Reviews

Apr 30, 2022
Fun show. Five personalities as love interests. The outwardly hardened and strict teacher who's actually soft, innocent, and kind of helpless on the inside. The small punk girl who likes teasing boys and has a cutesy job where she acts completely different from her usual self in order to pay for her dreams to come to fruition. The slim, beautiful, and classy literary genius who suffers in other fields but wants to become an astrologist to be closer to her late mother. The short, busty, and short tempered mathematical genius who suffers in other fields as well, but has trouble reading people's emotions, so she wants to go into psychology. Last of all the hyper childhood friend who's an athletic genius, but requires proficiency in English for a recommendation to the university she wants to go with.

These are all kind of classic personality types, and of course they all have issues at home or in their past, but the kicker is its ending.
Harem shows often have a lot of trouble establishing a satisfying ending, with chosen formats for such endings often being complete ambiguity, or perhaps making it obvious who the protagonist will end up with in the end from the very beginning, like season 1 of Oreshura.
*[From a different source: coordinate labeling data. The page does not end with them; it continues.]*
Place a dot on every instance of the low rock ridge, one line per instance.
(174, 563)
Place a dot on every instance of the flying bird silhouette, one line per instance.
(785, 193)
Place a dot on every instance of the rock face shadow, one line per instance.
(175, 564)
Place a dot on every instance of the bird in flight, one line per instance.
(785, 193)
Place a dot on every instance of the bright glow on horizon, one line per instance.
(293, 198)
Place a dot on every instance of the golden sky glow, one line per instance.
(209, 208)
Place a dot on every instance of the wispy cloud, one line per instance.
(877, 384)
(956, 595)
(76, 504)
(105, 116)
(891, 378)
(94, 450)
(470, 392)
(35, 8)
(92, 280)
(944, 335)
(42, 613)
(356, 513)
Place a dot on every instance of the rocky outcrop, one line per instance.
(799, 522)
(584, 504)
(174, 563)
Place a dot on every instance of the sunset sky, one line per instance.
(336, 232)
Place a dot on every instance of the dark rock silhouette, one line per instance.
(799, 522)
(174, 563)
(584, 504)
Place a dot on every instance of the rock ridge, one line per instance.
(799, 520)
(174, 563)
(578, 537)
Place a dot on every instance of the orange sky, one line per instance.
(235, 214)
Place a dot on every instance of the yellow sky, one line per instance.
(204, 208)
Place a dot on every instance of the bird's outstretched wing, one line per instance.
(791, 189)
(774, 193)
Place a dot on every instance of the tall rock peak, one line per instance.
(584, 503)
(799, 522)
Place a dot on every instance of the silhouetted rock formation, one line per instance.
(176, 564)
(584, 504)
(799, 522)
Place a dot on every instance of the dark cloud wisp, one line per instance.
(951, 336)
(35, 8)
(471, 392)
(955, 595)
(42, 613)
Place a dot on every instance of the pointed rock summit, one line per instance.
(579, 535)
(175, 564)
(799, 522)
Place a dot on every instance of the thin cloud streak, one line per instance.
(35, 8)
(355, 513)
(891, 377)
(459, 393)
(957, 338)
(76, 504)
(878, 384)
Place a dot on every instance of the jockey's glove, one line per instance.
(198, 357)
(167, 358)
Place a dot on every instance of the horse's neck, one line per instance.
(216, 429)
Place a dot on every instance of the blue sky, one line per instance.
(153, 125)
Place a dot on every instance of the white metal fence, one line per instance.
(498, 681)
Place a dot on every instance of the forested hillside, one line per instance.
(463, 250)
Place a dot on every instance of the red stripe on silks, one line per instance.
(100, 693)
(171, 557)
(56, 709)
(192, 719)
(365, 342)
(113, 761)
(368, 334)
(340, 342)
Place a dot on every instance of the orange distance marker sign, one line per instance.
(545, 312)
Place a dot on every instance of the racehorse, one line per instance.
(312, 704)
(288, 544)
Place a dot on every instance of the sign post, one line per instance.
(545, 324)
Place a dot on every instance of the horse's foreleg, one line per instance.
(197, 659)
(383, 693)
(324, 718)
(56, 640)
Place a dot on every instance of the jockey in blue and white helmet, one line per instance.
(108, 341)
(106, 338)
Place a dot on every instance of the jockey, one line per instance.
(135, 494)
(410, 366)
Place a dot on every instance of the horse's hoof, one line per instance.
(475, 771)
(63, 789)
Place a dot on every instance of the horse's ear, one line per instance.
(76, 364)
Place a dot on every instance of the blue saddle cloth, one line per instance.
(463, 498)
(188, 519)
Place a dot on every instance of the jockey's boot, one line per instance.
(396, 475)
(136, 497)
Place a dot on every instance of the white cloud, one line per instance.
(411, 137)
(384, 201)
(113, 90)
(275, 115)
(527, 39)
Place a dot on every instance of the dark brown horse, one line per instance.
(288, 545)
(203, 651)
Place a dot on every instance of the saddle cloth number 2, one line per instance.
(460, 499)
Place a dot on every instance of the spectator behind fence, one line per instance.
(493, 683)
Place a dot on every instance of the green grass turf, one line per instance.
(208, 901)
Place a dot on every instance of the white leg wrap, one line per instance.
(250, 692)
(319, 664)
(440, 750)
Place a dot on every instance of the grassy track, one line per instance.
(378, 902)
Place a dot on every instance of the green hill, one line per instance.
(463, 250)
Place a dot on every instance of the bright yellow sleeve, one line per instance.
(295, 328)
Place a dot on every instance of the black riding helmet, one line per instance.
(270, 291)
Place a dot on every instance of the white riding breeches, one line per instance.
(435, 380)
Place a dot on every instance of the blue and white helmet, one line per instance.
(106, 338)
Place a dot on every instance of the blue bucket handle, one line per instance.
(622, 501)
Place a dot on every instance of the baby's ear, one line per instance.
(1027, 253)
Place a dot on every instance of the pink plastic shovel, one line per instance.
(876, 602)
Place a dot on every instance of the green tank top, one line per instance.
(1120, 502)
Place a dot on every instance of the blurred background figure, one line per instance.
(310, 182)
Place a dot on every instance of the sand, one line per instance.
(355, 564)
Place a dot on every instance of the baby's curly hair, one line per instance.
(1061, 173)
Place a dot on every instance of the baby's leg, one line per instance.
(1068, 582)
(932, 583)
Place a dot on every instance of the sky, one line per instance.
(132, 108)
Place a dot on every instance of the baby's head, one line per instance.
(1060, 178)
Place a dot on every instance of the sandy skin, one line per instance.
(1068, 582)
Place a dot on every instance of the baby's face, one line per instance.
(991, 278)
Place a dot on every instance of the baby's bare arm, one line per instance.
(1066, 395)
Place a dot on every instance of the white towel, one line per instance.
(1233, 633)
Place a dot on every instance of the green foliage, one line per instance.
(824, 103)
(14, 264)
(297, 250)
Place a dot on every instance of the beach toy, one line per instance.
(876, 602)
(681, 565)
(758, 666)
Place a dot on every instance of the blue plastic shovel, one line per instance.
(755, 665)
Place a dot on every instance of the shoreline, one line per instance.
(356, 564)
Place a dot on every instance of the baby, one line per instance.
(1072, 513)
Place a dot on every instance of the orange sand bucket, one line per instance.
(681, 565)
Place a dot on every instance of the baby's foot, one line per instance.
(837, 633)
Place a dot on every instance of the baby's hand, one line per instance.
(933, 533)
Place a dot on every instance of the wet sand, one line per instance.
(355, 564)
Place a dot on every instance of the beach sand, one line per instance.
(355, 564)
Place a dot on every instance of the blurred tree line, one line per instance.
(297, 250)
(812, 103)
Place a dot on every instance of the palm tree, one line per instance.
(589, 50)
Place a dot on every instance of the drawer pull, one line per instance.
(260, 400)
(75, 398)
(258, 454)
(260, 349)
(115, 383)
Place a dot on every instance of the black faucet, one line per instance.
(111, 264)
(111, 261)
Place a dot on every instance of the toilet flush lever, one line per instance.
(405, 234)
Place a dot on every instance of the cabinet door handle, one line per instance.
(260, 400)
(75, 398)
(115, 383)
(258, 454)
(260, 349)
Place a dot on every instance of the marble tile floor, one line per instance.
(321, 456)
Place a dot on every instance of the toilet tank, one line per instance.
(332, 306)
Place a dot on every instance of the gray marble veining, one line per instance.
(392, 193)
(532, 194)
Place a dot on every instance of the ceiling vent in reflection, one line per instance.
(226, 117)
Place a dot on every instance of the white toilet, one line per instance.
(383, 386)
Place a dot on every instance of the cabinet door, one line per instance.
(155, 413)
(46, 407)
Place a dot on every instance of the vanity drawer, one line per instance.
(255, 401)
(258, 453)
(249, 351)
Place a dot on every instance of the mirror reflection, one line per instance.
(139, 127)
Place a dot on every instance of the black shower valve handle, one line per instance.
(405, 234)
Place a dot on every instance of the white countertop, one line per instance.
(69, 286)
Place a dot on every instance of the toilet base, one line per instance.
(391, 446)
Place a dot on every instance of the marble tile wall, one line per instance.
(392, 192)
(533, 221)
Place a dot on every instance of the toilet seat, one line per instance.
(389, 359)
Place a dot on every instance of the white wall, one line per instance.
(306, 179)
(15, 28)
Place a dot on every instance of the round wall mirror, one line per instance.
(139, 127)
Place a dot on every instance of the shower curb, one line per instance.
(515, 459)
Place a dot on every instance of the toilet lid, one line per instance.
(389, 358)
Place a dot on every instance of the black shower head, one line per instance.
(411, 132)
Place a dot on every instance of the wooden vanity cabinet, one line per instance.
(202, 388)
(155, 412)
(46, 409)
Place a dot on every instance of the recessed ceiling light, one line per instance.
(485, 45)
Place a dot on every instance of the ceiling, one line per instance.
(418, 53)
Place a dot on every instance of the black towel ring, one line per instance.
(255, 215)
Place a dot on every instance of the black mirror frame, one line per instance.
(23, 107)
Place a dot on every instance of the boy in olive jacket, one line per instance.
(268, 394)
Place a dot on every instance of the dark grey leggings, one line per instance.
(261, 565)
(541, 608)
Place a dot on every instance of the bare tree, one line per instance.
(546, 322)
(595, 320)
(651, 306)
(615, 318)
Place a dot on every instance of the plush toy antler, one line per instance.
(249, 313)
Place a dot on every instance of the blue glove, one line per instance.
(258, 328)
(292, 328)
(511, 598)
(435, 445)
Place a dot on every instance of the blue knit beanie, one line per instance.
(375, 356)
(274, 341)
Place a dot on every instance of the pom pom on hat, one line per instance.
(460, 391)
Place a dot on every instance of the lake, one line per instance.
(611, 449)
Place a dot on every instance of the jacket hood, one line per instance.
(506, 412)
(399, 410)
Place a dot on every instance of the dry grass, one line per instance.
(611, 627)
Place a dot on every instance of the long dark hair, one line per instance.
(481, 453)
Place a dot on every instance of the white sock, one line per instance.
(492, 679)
An example of a well done ending to a harem-style show that leaves it without someone's favourite pick being left in the dust as the story author chose at random which of the girls the protagonist would end up with is the ending of season 1 of the Quintessential Quintuplets, where it works in complete ambiguity but still casts a short line in order to keep everyone satisfied.
The ending of this show gives a pretty affirmative answer as to who, in the far off future, the protagonist will probably end up with, and honestly they chose the best girl, don't get me wrong. However it also throws enough obstacles in the way of that answer for there to be hope for the other female protagonists. Where as the end of season one of Quintessential Quintuplets is good because it's a lot of ambiguity with a sliver of certainty, this show's ending is good because it's a lot of certainty with a sliver of ambiguity.

Last of all, near the end of the show there's actual character development for the male protagonist, which is very rare for harem shows, so that's always a huge plus.